The S&P 500 was rather noisy on Monday, reaching to break above the 4600 level at one point. This is a good sign though, because the market has been bouncing around sideways as we hang around the 50-day EMA. By doing so, longer-term technical traders will start to look at this as a potential stabilization that could lead to a longer-term move higher. After all, we have been in an uptrend for quite some time, and it does make quite a bit of sense that we would continue to see this as a market that is in the midst of trying to recover.
Underneath, we have a nice uptrend line, and then after that the 4500 level. All of that together should offer plenty of support, thereby allowing traders to find little bits and pieces of support. Ultimately, this is a market that I think will try to figure out a way to find buyers. After all, we have the “Santa Claus rally” getting ready to kick off, as people are trying to catch up with their benchmark for the year. With that being the case, it makes sense that we will see a “buy on the dips” mentality going forward. Even if we were to break through all of that support, the 4250 level is a major support level, especially now that the 200-day EMA is sitting just above it.
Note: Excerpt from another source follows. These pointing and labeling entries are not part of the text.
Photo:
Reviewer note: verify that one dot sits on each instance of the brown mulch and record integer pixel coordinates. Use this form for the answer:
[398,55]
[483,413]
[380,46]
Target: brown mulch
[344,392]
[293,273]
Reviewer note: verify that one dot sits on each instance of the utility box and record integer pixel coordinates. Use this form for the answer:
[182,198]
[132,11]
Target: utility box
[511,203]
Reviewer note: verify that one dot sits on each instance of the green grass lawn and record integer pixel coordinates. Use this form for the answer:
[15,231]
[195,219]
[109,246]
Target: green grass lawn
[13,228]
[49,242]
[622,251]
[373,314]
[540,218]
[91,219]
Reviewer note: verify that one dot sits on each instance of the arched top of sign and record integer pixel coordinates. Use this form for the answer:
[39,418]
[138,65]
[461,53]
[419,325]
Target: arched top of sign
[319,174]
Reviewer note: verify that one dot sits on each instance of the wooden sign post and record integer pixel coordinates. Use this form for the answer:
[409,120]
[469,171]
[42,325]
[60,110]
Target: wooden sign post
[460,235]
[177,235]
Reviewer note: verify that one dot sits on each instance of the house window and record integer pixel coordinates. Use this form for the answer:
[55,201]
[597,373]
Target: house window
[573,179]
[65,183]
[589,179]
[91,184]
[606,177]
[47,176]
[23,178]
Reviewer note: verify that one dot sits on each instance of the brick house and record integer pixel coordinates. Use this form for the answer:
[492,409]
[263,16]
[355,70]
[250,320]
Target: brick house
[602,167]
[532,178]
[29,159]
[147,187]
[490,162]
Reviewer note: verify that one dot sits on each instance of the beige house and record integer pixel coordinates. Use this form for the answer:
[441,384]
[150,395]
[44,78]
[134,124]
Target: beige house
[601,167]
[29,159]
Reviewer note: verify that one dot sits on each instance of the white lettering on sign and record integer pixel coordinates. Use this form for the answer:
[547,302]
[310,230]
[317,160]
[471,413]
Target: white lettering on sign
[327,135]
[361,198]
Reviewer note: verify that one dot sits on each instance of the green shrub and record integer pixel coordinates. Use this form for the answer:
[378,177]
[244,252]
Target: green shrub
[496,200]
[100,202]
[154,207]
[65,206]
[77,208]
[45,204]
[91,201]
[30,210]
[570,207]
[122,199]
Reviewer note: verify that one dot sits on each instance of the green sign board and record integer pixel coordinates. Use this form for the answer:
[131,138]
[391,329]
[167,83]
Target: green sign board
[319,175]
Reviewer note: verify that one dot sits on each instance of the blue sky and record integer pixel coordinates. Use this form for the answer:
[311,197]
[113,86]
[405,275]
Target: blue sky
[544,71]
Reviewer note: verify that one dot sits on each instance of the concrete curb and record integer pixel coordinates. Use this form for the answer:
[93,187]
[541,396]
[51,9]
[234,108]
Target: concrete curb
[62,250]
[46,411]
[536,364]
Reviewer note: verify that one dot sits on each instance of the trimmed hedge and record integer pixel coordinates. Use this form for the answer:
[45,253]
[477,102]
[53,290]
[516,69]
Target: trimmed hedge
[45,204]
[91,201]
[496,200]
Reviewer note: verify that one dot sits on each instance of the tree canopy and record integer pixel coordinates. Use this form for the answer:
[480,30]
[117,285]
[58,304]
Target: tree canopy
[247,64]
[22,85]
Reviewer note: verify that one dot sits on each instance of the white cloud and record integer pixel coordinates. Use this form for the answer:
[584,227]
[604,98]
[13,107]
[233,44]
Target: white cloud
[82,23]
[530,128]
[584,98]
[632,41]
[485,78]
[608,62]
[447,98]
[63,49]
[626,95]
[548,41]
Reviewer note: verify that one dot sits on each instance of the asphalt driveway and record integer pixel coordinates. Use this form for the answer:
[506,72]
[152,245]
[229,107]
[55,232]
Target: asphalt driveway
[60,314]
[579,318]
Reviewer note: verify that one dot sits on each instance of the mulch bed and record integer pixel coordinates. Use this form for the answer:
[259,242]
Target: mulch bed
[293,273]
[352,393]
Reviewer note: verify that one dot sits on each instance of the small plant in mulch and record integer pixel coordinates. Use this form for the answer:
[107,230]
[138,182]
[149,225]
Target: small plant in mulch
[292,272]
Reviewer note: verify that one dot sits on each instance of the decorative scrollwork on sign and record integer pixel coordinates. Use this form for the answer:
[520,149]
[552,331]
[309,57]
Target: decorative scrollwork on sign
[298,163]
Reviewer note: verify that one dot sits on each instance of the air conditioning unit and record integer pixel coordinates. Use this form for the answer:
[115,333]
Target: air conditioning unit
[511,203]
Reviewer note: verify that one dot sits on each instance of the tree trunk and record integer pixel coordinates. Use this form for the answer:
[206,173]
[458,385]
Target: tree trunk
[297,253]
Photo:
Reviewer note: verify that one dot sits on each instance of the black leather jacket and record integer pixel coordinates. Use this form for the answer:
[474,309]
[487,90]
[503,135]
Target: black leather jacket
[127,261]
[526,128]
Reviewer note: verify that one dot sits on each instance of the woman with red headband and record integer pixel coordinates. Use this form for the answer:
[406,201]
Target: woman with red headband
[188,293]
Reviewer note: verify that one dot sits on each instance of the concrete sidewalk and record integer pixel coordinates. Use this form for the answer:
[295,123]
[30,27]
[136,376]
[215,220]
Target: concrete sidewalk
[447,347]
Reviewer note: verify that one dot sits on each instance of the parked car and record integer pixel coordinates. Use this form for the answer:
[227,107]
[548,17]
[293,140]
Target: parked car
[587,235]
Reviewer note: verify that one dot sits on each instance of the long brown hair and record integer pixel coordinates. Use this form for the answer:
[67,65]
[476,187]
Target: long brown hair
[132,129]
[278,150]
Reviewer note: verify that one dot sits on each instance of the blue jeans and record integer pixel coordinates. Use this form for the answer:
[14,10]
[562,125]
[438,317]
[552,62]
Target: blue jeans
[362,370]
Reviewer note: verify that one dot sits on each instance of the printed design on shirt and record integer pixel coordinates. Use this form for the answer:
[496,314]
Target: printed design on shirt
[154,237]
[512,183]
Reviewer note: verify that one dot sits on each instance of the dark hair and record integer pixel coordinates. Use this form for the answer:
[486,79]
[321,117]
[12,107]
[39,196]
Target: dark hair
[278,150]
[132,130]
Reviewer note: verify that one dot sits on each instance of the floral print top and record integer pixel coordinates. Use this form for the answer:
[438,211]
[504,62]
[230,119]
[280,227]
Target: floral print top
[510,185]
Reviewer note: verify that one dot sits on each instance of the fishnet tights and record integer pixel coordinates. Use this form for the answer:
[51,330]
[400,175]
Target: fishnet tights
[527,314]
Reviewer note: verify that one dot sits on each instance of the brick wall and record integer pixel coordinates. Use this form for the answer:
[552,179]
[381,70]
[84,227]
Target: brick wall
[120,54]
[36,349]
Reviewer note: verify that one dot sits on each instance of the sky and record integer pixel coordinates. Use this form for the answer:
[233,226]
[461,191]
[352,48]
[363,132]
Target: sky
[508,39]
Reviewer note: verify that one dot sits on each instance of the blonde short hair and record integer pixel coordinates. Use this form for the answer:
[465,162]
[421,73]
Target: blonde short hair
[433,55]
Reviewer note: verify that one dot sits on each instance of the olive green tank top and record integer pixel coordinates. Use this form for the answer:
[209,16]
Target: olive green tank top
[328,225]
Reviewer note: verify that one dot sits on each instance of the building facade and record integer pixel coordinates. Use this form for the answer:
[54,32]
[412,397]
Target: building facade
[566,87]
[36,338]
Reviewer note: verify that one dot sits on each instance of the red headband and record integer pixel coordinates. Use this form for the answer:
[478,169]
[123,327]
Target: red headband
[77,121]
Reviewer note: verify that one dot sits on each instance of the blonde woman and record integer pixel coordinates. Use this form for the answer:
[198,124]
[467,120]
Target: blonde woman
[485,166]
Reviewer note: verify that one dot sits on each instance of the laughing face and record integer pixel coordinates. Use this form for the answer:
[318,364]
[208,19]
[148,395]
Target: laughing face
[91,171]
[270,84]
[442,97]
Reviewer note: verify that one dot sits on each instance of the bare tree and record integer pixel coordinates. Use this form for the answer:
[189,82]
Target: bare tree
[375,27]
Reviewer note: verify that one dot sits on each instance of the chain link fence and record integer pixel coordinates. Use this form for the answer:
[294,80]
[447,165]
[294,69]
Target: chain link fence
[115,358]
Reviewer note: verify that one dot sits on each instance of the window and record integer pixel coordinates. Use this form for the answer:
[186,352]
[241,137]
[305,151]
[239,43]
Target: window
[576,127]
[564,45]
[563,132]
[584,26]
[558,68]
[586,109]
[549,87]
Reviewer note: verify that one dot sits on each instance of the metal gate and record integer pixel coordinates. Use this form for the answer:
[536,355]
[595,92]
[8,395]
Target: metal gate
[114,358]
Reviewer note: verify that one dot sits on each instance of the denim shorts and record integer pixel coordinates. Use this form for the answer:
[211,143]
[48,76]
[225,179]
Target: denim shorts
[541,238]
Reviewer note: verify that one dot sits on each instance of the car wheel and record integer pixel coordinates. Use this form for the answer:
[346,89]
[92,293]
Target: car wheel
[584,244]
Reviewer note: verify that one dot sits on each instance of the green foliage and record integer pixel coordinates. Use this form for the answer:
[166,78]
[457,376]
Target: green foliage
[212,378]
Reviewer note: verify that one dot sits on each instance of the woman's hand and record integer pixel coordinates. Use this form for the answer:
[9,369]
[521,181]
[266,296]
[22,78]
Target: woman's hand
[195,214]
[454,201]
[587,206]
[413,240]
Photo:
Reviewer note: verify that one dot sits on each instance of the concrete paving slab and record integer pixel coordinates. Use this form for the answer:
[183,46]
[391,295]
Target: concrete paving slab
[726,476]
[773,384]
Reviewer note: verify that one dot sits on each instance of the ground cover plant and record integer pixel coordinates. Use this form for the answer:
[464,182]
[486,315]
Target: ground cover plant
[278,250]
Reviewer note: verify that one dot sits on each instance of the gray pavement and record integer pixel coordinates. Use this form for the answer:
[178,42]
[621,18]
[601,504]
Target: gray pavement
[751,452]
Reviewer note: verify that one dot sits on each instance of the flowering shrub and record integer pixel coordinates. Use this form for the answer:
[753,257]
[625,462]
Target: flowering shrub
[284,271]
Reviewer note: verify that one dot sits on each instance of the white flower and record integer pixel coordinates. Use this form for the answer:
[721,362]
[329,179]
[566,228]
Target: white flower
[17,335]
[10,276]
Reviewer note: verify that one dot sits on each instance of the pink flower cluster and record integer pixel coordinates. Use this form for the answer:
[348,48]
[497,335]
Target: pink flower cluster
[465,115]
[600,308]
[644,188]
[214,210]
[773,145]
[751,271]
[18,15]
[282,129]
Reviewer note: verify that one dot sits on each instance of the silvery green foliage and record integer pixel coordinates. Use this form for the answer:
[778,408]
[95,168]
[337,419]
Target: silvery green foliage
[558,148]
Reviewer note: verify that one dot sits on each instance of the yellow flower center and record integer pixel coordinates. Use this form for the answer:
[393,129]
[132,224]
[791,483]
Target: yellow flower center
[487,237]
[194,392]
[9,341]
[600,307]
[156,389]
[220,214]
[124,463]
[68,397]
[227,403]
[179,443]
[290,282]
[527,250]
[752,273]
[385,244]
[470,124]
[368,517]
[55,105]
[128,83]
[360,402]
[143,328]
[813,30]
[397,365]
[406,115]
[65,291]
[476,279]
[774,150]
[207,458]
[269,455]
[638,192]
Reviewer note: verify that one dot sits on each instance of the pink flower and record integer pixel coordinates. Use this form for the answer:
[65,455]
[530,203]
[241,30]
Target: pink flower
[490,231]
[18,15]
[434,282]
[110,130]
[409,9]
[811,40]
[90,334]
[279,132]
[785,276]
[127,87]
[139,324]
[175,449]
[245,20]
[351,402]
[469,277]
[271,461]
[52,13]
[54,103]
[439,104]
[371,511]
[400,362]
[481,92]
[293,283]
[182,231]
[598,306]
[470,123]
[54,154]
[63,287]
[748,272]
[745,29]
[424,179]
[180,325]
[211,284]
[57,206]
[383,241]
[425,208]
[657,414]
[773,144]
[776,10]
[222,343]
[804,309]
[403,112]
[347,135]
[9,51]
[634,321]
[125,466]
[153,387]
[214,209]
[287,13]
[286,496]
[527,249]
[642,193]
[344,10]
I think at this point, the market is very likely to go back towards the highs of the year, and the fact that we have gone sideways for the last four days or so is a good sign. After all, for a minute there it felt like it was really starting to fall apart, but now we are quietly going sideways. There is the old axiom, “never short a quiet market”, and I think that is exactly what is going on here. Eventually, we could break above the 4600 level, opening up the possibility of a continuation of the longer-term uptrend. If we were to break down below the 4250 handle, then I might be convinced to buy puts, but we are so far away from that it is not even funny.